Глод повиновался, налил два стакана. Они выпили, и краски снова вернулись на физиономию Бомбастого обычным его стародевическим румянцем.
— Полегче стало, — признался Шерасс.
— И подумать только, что ты чуть не погиб! — пробормотал с невозмутимым видом Ратинье. — Разве не жалко было бы?
— Жалко… верно ты говоришь. Обо всем разом не подумаешь…
— А теперь сможешь подумать?
— Ясно! — бодро ответил Бомбастый. — Это в первый и последний раз, что я умираю. Лучше уж быть дурачиной, чем жмуриком!

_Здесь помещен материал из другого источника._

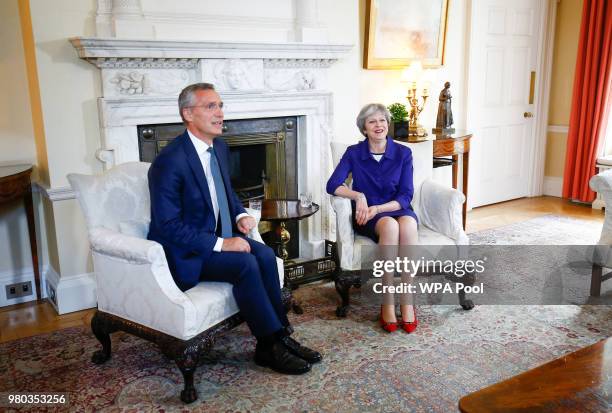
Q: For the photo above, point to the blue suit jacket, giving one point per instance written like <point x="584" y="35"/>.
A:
<point x="182" y="217"/>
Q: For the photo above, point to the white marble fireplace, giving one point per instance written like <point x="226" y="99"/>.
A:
<point x="142" y="78"/>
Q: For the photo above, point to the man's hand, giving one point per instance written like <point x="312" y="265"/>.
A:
<point x="246" y="224"/>
<point x="235" y="244"/>
<point x="372" y="212"/>
<point x="361" y="210"/>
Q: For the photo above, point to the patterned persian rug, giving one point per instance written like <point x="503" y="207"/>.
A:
<point x="452" y="353"/>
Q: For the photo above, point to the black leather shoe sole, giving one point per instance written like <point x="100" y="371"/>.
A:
<point x="300" y="351"/>
<point x="284" y="368"/>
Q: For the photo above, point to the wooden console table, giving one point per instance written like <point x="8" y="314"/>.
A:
<point x="453" y="145"/>
<point x="580" y="381"/>
<point x="15" y="184"/>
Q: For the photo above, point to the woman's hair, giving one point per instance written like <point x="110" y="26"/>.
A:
<point x="369" y="110"/>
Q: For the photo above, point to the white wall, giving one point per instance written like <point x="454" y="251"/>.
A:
<point x="16" y="139"/>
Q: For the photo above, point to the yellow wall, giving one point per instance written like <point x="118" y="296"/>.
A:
<point x="16" y="138"/>
<point x="567" y="31"/>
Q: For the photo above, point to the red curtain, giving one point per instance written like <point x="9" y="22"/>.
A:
<point x="590" y="100"/>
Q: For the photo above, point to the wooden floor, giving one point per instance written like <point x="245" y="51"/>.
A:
<point x="29" y="319"/>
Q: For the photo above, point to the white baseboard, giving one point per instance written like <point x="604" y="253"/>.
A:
<point x="553" y="186"/>
<point x="71" y="293"/>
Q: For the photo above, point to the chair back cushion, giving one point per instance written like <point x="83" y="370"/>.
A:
<point x="118" y="199"/>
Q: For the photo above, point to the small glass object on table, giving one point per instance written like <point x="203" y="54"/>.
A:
<point x="282" y="210"/>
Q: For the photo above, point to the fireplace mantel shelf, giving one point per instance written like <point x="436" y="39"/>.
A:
<point x="96" y="49"/>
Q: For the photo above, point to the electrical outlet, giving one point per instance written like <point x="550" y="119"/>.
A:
<point x="18" y="290"/>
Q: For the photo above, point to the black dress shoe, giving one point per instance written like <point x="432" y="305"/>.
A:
<point x="278" y="358"/>
<point x="300" y="351"/>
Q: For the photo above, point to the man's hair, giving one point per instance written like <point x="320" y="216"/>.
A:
<point x="186" y="96"/>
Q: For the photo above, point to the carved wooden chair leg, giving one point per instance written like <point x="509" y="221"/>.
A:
<point x="187" y="363"/>
<point x="101" y="329"/>
<point x="343" y="283"/>
<point x="596" y="280"/>
<point x="467" y="279"/>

Он пожал плечами, что болезненно отдалось у него в горбу и ушибленных ребрах.
— В конце концов, это дело моей совести. Тем хуже для тех, кто ничему и никому не верит. С меня достаточно того, что я ее, мою тарелку, видел. Она красивая, Глод. Белая и круглая, что твой коровий сыр или грудь у бабы.
Глод тоже вздохнул и исступленным взглядом уставился на небо, уже густо приперченное звездами.
— Может, еще раз прилетит, Сизисс, — шепнул он.
— Очень было бы удивительно. Если я за свои семьдесят лет ее всего один раз видал, то мне еще ждать и ждать!..
— А я вот не теряю надежды тоже на нее полюбоваться, — сказал Глод, обшаривая глазами небеса, страстно моля Диковину появиться хоть еще разок, ну почему бы и не нынче ночью?..
Полный сознанием своего превосходства, Бомбастый ядовито хихикнул:
— Может, для этого особый дар нужен, как у знахаря. Может, они, тарелки, не всякому показываются. Сами выбирают, с кем дело иметь…
Глода не обидели насмешливые слова друга, напротив, он пришел к выводу, что удавленник вновь обрел свою боевитость. Что-то шевельнулось в самом нутре Глода, и он издал от радости трубный звук, от которого даже шатнуло скамейку.
В порыве вдохновения Глод возликовал:
— Слышишь, Сизисс, получается! Как в тот вечер! Значит, давай постараемся!
Он представил себе, как там, в звездной бесконечности, подмигивает таинственный ящичек Диковины, как Диковина, уловив его душераздирающие призывы, сразу спикирует на землю… И Ратинье взмолился:
— Ну хоть разок постарайся, Сизисс.
Бомбастый огрызнулся:
— Да неохота мне! Интересно, как бы ты рулады выводил с развороченным задом! Твержу тебе сотни раз, не такое у меня настроение, чтобы веселиться. Не забывай, что как-никак я человек травмированный. И ты бы не мог тужиться после такого случая, что со мной произошел!
Весь побагровев, Глод все-таки поднатужился, так что у него даже дыхание перехватило, и вторично издал хриплый звук.
Из вежливости Шерасс негромко хохотнул. По наступившему затем молчанию Глод понял, что Бомбастый весь напрягся, собрался с силами, что он уязвлен в своей гордыне и не желает, что бы ни случилось, так запросто уступить лавры своему другу. Не удастся Глоду взять над ним верх. И Сизисс внезапно прямо-таки взорвался, как заклепанная бомбарда или непригодная к делу мортира, так что даже сама ночная мгла остолбенело вздрогнула, а с дерева упало три-четыре яблока. Не успев перевести дух, Сизисс произвел еще один долгий звук, с таким неторопливым треском рвут шелк, и к небу вознесся полный отчаяния псалом. Глод захлопал в ладоши, совсем как мальчишка, присутствующий при фейерверке 14 июля.